Background Neonatal bronchopulmonary dysplasia (BPD) is a lung injury caused by various factors, including intrauterine inflammation, mechanical ventilation, and oxidative stress. BPD results in serious respiratory and neurological dysfunctions and mortality. Recently, some clinical trials have commenced using intravenous delivery of donor-derived multilineage-differentiating stress enduring (Muse) cells. In the present study, we aimed to investigate the therapeutic effects of human Muse cells in a BPD rat model. Methods Rats were put into the incubator within 24 h from birth to expose to hyperoxia (83%) until postnatal day 15. Muse and non-Muse cells, obtained from the bone marrow-mesenchymal stromal cells (MSCs) as stage-specific embryonic antigen-3 (SSEA-3) + and -, respectively, were administered slowly via the right external jugular vein or trachea (Muse cells only) on postnatal day 5. For the vehicle groups, only the acetic acid Ringer's solution was administered. Results Regarding the administration route, intravenous administration was superior to intratracheal administration in terms of improving survival, weight gain, and respiratory function.
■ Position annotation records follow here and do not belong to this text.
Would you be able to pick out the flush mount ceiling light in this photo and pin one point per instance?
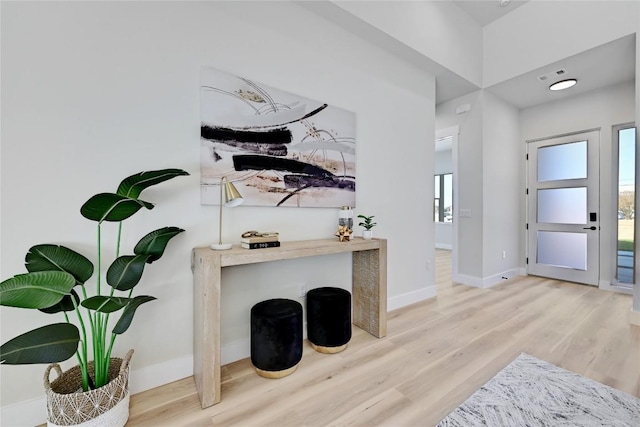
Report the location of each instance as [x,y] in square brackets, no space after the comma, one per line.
[563,84]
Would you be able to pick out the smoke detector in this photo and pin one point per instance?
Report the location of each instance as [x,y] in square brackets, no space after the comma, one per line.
[552,75]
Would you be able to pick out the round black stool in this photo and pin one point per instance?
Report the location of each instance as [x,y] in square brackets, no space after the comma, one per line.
[328,319]
[276,337]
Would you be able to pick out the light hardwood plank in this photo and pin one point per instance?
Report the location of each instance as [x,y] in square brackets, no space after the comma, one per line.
[436,354]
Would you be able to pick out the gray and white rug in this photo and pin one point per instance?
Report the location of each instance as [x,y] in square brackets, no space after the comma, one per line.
[531,392]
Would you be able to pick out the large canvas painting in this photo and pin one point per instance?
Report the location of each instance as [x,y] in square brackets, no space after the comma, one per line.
[279,149]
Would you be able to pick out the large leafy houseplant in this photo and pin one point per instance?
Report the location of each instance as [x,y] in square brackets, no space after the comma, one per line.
[57,281]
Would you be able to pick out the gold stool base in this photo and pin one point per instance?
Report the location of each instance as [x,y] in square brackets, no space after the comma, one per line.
[276,374]
[327,350]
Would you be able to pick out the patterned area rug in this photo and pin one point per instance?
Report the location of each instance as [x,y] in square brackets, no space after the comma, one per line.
[532,392]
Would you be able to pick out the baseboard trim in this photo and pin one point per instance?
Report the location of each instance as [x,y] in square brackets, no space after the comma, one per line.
[444,246]
[34,412]
[606,285]
[412,297]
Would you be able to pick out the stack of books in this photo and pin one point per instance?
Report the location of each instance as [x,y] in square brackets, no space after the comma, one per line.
[260,242]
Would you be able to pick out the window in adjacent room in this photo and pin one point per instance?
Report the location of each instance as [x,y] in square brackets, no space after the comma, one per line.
[443,203]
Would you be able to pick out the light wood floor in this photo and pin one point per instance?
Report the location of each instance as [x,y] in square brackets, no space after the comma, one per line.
[436,354]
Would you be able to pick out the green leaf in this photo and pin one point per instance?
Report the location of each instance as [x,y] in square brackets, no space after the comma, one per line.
[127,316]
[126,271]
[48,344]
[60,258]
[111,207]
[105,304]
[154,243]
[40,289]
[132,186]
[66,304]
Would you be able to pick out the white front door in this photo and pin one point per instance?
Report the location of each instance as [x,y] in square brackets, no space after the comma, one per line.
[562,207]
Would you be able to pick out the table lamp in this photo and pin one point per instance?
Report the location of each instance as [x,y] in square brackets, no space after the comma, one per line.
[232,198]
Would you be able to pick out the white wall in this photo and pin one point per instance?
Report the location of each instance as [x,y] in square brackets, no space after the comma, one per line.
[542,32]
[602,108]
[93,92]
[438,30]
[470,169]
[502,189]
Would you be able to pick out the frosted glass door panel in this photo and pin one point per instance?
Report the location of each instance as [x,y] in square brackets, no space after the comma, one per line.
[564,161]
[560,249]
[562,205]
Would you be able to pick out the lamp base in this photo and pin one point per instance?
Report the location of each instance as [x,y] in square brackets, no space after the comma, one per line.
[221,246]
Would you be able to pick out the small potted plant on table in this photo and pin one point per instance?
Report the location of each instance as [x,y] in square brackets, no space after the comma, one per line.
[368,224]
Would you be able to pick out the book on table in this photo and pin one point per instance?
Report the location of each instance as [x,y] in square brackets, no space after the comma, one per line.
[259,239]
[260,245]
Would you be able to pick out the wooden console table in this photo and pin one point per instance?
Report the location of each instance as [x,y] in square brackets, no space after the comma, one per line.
[369,293]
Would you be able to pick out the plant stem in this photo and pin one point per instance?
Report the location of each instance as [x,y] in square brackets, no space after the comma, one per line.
[82,356]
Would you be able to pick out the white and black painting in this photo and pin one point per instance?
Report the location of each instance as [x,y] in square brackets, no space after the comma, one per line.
[279,149]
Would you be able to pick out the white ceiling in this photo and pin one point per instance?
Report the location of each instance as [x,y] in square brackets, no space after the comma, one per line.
[606,65]
[602,66]
[486,11]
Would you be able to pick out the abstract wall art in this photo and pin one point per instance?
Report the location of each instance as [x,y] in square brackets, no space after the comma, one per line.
[279,149]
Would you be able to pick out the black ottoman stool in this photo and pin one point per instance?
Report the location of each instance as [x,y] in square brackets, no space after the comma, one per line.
[276,337]
[328,319]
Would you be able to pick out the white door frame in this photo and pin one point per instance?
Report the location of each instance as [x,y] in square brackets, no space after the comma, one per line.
[453,132]
[591,274]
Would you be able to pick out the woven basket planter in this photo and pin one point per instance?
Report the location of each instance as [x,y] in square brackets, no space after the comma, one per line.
[104,406]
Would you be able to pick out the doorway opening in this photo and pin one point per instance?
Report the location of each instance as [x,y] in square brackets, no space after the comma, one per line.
[445,211]
[563,227]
When administered intravenously, the Muse cells showed superior outcomes in ameliorating respiratory function impairment, lung inflammation, pulmonary hypertension, and anti-inflammatory effects, compared to the non-Muse cells. We also confirmed the engraftment of Muse cells in the lung tissues. A proteomic analysis also showed that Muse cells might have additional effects on the abnormalities in cell adhesion and the blood coagulation/fibrinolytic system caused by BPD. Conclusions Our findings suggested that intravenously transplanted Muse cells provided functional benefits in our experimental BPD rat model.